I've been working on whittling down my digital tsondoku. So this month has a random collection of things sitting on my ereader that I hadn't gotten around to yet.
Cyberstorm by Matthew Mather
What happens when massive cyber attacks coincide with a devastating weather event?
Appreciated it wasn't a survival story immediately about the good guys versus the bad guys. There was nuance and misunderstanding and desperation involved too.
The Cassandra Project by Jack McDevitt and Mike Resnick
A slowly-unfolding mystery of an international coverup about the Moon in the context of the Apollo missions.
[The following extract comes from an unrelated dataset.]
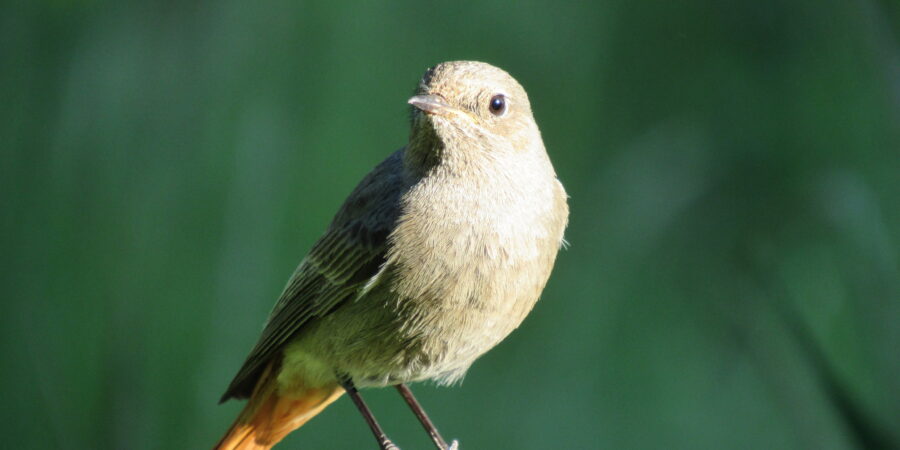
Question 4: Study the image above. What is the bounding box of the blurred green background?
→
[0,0,900,450]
A more gripping read than I think it had a right to be given its pace, but I think the drip of new information that drives the story along must have been about perfectly timed to keep me going.
Renegade by Joel Shepherd
This started out a bit stiff and clunky. Characters were a bit stereotypical. But it grew into itself fairly nicely and I was enjoying it by the end.
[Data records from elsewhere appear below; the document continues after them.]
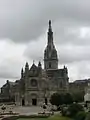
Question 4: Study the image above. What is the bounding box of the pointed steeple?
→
[48,20,52,32]
[25,62,29,73]
[44,20,58,69]
[38,61,42,67]
[48,20,53,45]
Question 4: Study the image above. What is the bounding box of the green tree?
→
[50,93,63,107]
[72,92,84,103]
[67,103,84,117]
[63,93,73,104]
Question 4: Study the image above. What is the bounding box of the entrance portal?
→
[45,98,47,105]
[22,99,25,106]
[32,99,37,106]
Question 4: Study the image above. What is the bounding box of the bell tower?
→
[44,20,58,70]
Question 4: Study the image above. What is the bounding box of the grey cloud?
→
[0,59,21,79]
[0,0,90,42]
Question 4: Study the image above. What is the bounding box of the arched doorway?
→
[22,99,25,106]
[31,93,37,106]
[32,98,37,106]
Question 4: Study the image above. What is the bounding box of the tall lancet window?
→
[49,62,51,68]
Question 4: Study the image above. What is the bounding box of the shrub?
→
[67,103,84,117]
[75,112,86,120]
[85,113,90,120]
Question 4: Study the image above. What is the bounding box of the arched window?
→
[31,79,37,87]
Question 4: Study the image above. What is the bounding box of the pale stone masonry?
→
[0,20,69,106]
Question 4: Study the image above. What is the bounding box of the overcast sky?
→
[0,0,90,86]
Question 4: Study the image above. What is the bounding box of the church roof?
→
[30,63,38,71]
[46,69,64,77]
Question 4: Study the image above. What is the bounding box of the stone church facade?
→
[11,20,69,106]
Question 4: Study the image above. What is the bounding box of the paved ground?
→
[0,105,48,115]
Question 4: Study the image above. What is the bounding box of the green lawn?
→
[18,115,72,120]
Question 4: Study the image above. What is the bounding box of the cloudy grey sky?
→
[0,0,90,86]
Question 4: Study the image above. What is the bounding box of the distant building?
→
[1,21,69,106]
[84,83,90,103]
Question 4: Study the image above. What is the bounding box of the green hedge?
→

Space opera, power struggles, conspiracies, intrigue set at the end of a generations-long space war to earn humanity a seat at the galactic table.
The Old Willis Place by Mary Downing Hahn
The past two years or so each October I'd read aloud to the family A Night in the Lonesome October by Roger Zelazny. It's a Halloween story told one day at a time throughout October.
This year the girls wanted something fresh and I found this billed for the right age range. It seems to have been a hit.
An abandoned manor house with a tragic history and the kids at the center of it all.
The Alien Chronicles edited by David Gatewood
Another anthology, this one nominally about human-alien interactions--often in the context of first contact.
Some decent stories in it, some that I found entirely forgettable and/or cliche.